Bir Dertli Gönül Arıyorum

Türkiye'de gelişmemiş dimağların varlığı beni rahatsız ediyor. Bu kadar gerici insanın bulunmasını hazmedemiyorum. Gerici genelde dindarlar arasında arandı; ancak zannediyorum fikir yobazlığı Türkiye'de olduğu kadar başka yerde yok.

Burada görebildiğim kadarıyla şartlarınızı daha da zorlaştırma gibi bir eğiliminiz var. Binadan da, odanızdan da neredeyse hiç çıkmıyorsunuz. Aşağıdaki göle kadar dahi gitmediğinizi öğrendim. Neden böyle yapıyorsunuz? Kendinize bir ceza mı veriyorsunuz? Yoksa ruhen gücünüz mü yok dışarıya adım atmaya?
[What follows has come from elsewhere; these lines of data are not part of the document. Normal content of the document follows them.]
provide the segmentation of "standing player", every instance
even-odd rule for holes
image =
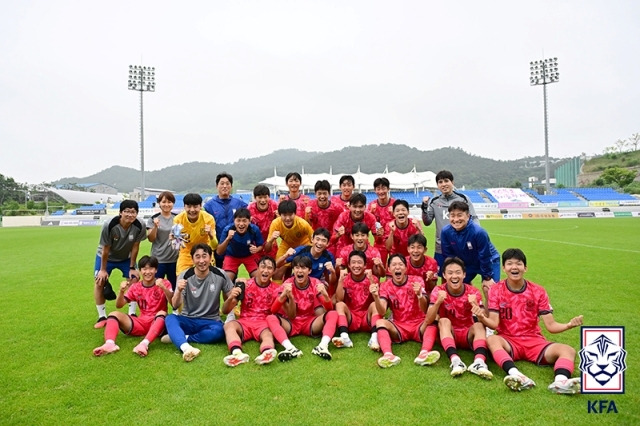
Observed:
[[[293,276],[282,283],[280,293],[271,307],[271,312],[279,315],[267,317],[273,336],[284,346],[278,359],[289,361],[302,356],[302,351],[291,343],[289,337],[299,334],[317,336],[322,333],[320,343],[311,353],[329,361],[331,352],[328,347],[336,331],[338,314],[332,310],[333,304],[325,284],[309,276],[311,259],[298,256],[291,265]]]
[[[98,310],[98,321],[95,328],[107,324],[107,308],[105,299],[114,300],[116,294],[109,283],[111,271],[119,269],[122,276],[128,279],[139,279],[136,271],[136,259],[140,249],[140,241],[147,238],[147,229],[138,219],[138,203],[124,200],[120,203],[120,215],[105,222],[100,232],[100,243],[94,263],[93,297]],[[136,303],[129,303],[129,315],[136,314]]]
[[[457,257],[445,259],[442,276],[446,283],[431,292],[426,321],[432,323],[438,315],[440,342],[451,361],[451,376],[457,377],[470,371],[483,379],[491,380],[493,374],[487,368],[487,340],[485,328],[476,322],[472,308],[484,310],[482,294],[472,285],[465,284],[464,262]],[[486,312],[486,310],[485,310]],[[467,366],[458,356],[457,348],[473,349],[473,364]]]
[[[147,356],[149,345],[164,330],[167,302],[173,296],[171,283],[156,278],[158,259],[155,257],[142,256],[139,266],[142,281],[127,280],[120,284],[116,308],[120,309],[129,302],[137,302],[140,306],[140,316],[125,315],[120,311],[111,312],[104,330],[104,345],[93,350],[95,356],[120,350],[116,345],[118,329],[130,336],[145,336],[133,352]]]
[[[442,254],[440,243],[440,233],[442,228],[449,224],[449,206],[454,201],[462,201],[469,206],[471,220],[478,223],[478,216],[473,208],[473,203],[469,197],[455,190],[453,184],[453,174],[448,170],[441,170],[436,175],[436,183],[441,194],[431,199],[424,197],[422,200],[422,221],[426,226],[436,222],[436,251],[433,256],[438,262],[438,266],[442,267],[446,256]]]
[[[564,343],[550,342],[540,332],[540,319],[550,333],[561,333],[582,325],[582,315],[568,323],[558,323],[544,288],[524,279],[527,257],[517,248],[502,253],[502,267],[507,278],[489,290],[489,315],[479,306],[473,313],[484,325],[498,334],[489,336],[491,355],[506,373],[504,383],[514,391],[530,389],[536,384],[522,374],[513,361],[526,360],[538,365],[553,365],[555,379],[548,389],[553,393],[575,394],[580,378],[573,373],[576,350]]]
[[[230,308],[233,309],[242,300],[242,317],[224,324],[224,334],[230,355],[224,357],[225,365],[235,367],[249,362],[249,354],[242,352],[242,342],[256,340],[260,342],[260,355],[256,364],[269,364],[276,358],[273,334],[267,324],[271,314],[271,305],[276,297],[278,285],[271,281],[276,270],[276,262],[269,256],[258,261],[258,273],[249,281],[238,279],[231,290]],[[239,284],[244,284],[244,290]]]
[[[389,179],[385,177],[377,178],[373,181],[373,187],[378,199],[369,203],[367,211],[376,217],[376,228],[372,229],[372,232],[374,232],[373,246],[380,252],[382,264],[386,265],[389,252],[387,251],[387,235],[384,233],[384,227],[394,220],[393,203],[396,200],[390,195],[391,184]]]
[[[157,278],[167,277],[171,283],[171,288],[176,288],[176,262],[178,261],[178,251],[171,247],[169,235],[173,227],[173,206],[176,197],[169,192],[163,191],[157,197],[160,212],[154,214],[147,221],[147,239],[151,243],[151,255],[158,259]]]

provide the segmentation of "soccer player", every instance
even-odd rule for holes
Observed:
[[[222,269],[231,281],[238,276],[240,265],[244,265],[249,276],[255,276],[263,245],[260,228],[251,223],[249,209],[240,207],[233,214],[233,224],[227,225],[222,231],[222,240],[216,248],[218,255],[224,254]]]
[[[251,213],[251,223],[257,225],[262,233],[262,239],[267,241],[269,237],[269,227],[271,222],[278,217],[278,203],[271,199],[271,191],[266,185],[256,185],[253,188],[253,198],[255,201],[249,204],[249,212]],[[274,241],[271,245],[271,250],[264,250],[264,254],[276,258],[278,253],[278,243]]]
[[[355,223],[351,228],[351,239],[353,244],[340,250],[340,255],[336,258],[336,267],[339,270],[348,267],[351,252],[360,250],[366,255],[367,263],[365,269],[370,269],[377,277],[384,277],[386,273],[384,263],[380,257],[380,252],[369,245],[369,228],[367,225],[362,222]]]
[[[229,298],[233,283],[219,268],[211,265],[213,250],[207,244],[191,248],[194,266],[178,276],[178,286],[171,299],[174,312],[167,316],[167,336],[164,343],[173,343],[182,351],[182,359],[193,361],[200,349],[191,343],[215,343],[224,339],[220,321],[220,295],[224,299],[222,312],[231,312]],[[177,310],[182,307],[180,314]]]
[[[349,201],[349,211],[342,212],[334,224],[332,239],[336,241],[336,252],[353,244],[351,228],[355,223],[364,222],[369,229],[376,228],[376,218],[366,211],[367,197],[364,194],[353,194]]]
[[[273,334],[267,324],[267,316],[271,314],[271,305],[275,300],[278,285],[271,281],[276,270],[276,262],[272,257],[263,256],[258,261],[258,272],[249,281],[236,280],[231,290],[230,308],[233,309],[242,301],[242,316],[224,324],[224,334],[230,355],[223,362],[229,367],[236,367],[249,362],[249,354],[242,352],[242,342],[256,340],[260,342],[260,355],[256,364],[269,364],[276,358]],[[244,285],[244,290],[241,287]]]
[[[278,315],[267,317],[273,336],[284,346],[278,359],[289,361],[302,356],[302,351],[291,343],[289,337],[322,333],[320,343],[311,353],[329,361],[329,342],[336,331],[338,313],[332,310],[333,304],[325,284],[309,276],[311,259],[298,256],[291,265],[293,276],[282,283],[280,293],[271,306],[271,312]]]
[[[119,269],[128,279],[139,279],[136,271],[136,259],[140,250],[140,241],[147,238],[147,228],[138,219],[138,203],[124,200],[120,203],[120,214],[105,222],[100,232],[100,243],[94,263],[93,297],[98,310],[98,321],[94,328],[107,324],[105,299],[114,300],[116,294],[109,283],[111,271]],[[135,315],[136,303],[129,303],[129,315]]]
[[[389,192],[391,187],[389,179],[377,178],[373,181],[373,187],[378,199],[369,203],[367,211],[376,217],[376,228],[372,229],[374,232],[373,246],[380,252],[382,264],[386,265],[389,252],[387,251],[387,235],[384,234],[384,226],[394,220],[393,203],[396,200],[391,197]]]
[[[429,351],[436,340],[437,329],[427,326],[425,313],[429,301],[420,277],[408,276],[406,260],[401,254],[389,256],[389,274],[380,289],[372,291],[376,307],[375,327],[382,357],[378,365],[382,368],[393,367],[400,363],[400,357],[391,351],[391,342],[402,343],[408,340],[422,342],[420,354],[414,360],[417,365],[430,365],[440,359],[438,351]],[[393,320],[383,319],[387,308],[391,309]],[[373,337],[373,336],[372,336]],[[373,340],[373,339],[372,339]],[[371,349],[377,344],[370,342]]]
[[[297,172],[287,173],[284,181],[287,184],[287,188],[289,188],[289,194],[282,194],[280,196],[280,202],[282,203],[285,200],[291,200],[295,202],[296,214],[299,217],[304,218],[310,198],[308,195],[303,194],[300,191],[300,185],[302,185],[302,176],[300,176],[300,173]]]
[[[371,293],[380,285],[378,278],[365,269],[367,256],[361,250],[349,253],[349,270],[342,269],[336,287],[336,312],[339,336],[331,339],[338,348],[351,348],[349,332],[371,331],[375,305]]]
[[[282,257],[290,248],[296,248],[302,245],[309,245],[313,236],[311,225],[296,215],[296,203],[291,200],[281,201],[278,205],[278,214],[280,217],[271,222],[269,227],[269,236],[264,244],[266,252],[271,251],[271,247],[275,241],[280,238],[280,245],[276,258]],[[284,265],[276,270],[274,279],[282,279],[288,265]]]
[[[553,318],[553,309],[544,288],[524,279],[527,257],[517,248],[502,253],[502,267],[507,278],[489,290],[489,315],[479,306],[473,313],[498,334],[487,338],[493,359],[506,373],[504,383],[514,391],[530,389],[536,384],[514,364],[526,360],[551,365],[555,379],[548,389],[559,394],[580,392],[580,378],[570,378],[576,350],[564,343],[548,341],[540,332],[539,318],[550,333],[561,333],[582,325],[582,315],[561,324]]]
[[[422,234],[413,234],[407,240],[407,245],[407,275],[422,277],[427,293],[431,293],[438,282],[438,263],[426,255],[427,238]]]
[[[462,259],[467,269],[464,282],[471,284],[479,274],[482,277],[482,289],[487,292],[500,281],[500,254],[491,243],[487,231],[471,220],[467,203],[451,203],[449,222],[450,225],[445,226],[440,234],[442,254],[445,258]]]
[[[216,238],[216,221],[209,213],[202,211],[202,197],[200,194],[188,193],[182,199],[184,211],[180,212],[173,223],[182,225],[184,245],[180,247],[176,272],[184,272],[193,266],[191,249],[196,244],[208,244],[213,250],[218,247]],[[222,264],[220,264],[221,266]]]
[[[394,220],[385,225],[387,251],[391,254],[409,255],[408,241],[411,235],[422,234],[422,225],[409,217],[409,203],[406,200],[393,202]]]
[[[424,197],[422,200],[422,221],[425,226],[431,225],[435,220],[436,222],[436,251],[434,258],[438,262],[438,266],[442,267],[444,259],[447,256],[442,254],[442,245],[440,242],[440,233],[442,228],[449,224],[449,206],[454,201],[462,201],[469,206],[469,212],[471,220],[478,222],[478,216],[473,208],[473,203],[469,200],[469,197],[461,192],[455,190],[453,184],[453,174],[448,170],[441,170],[436,175],[436,184],[441,194],[429,199]],[[465,281],[467,282],[467,281]]]
[[[104,345],[93,350],[95,356],[117,352],[118,330],[129,336],[144,336],[142,342],[133,348],[140,356],[147,356],[149,345],[164,330],[164,319],[167,315],[167,302],[173,297],[171,283],[163,278],[156,278],[158,259],[142,256],[139,265],[142,281],[127,280],[120,284],[116,298],[116,308],[120,309],[129,302],[137,302],[140,316],[126,315],[113,311],[107,317],[104,330]]]
[[[445,259],[442,266],[446,283],[431,292],[427,323],[431,324],[439,316],[438,330],[440,342],[451,361],[451,376],[457,377],[470,371],[483,379],[491,380],[493,374],[486,364],[487,340],[485,327],[476,322],[471,312],[474,306],[484,309],[482,294],[472,285],[465,284],[464,262],[457,257]],[[473,349],[473,364],[467,368],[458,356],[458,349]]]
[[[160,206],[160,212],[147,220],[147,239],[151,243],[151,255],[158,259],[156,277],[167,277],[173,290],[176,288],[178,251],[171,247],[169,235],[173,227],[173,219],[176,217],[173,213],[176,197],[169,191],[163,191],[157,196],[156,201]]]
[[[239,208],[246,208],[247,203],[240,198],[231,196],[233,176],[227,172],[218,173],[216,188],[218,195],[205,203],[204,210],[215,219],[215,235],[216,239],[220,241],[224,228],[233,223],[233,214]],[[215,250],[215,247],[213,249]],[[213,257],[216,265],[222,266],[224,264],[224,253],[218,255],[217,252],[214,252]]]
[[[342,175],[338,183],[340,184],[340,194],[331,197],[331,201],[342,207],[342,211],[347,211],[349,210],[353,189],[356,186],[356,180],[351,175]]]

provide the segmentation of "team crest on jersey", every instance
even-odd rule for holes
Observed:
[[[624,327],[581,327],[582,393],[624,393]]]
Öyle gezme, eğlenme, zevku sefa sürme yoktur tabiatımda. Gençliğimde bile askerlik öncesi riyazat gibi bir şey yapıyordum kendime göre. Bazen kahveye çıkar, yararlı olacağım mülahazasıyla otururdum. Bir şeyler yararlı olmuyorsa onu yapmak istemem. Bu gezme bile olsa yararlı olsun isterim. Onun için içerde oturup ya Kur'an'ımı ya evradü ezkarımı okurum. Müsait olursam birinin bir kitabını redakte ederim veya yazacağım bazı yazıları yazmaya çalışırım. Işık yakmayı, insanlara faydalı olmayı daha yararlı görüyorum. Hakikaten gölün yanına iki defa belki 3 defa gitmiş olabilirim beş senedir. Kaldığım yerin dört bir yanını görmedim.

Doğanın teskin edici bir yanı var. Niye ondan yararlanmak istemediniz? Şırıl şırıl su, kocaman ağaçlar...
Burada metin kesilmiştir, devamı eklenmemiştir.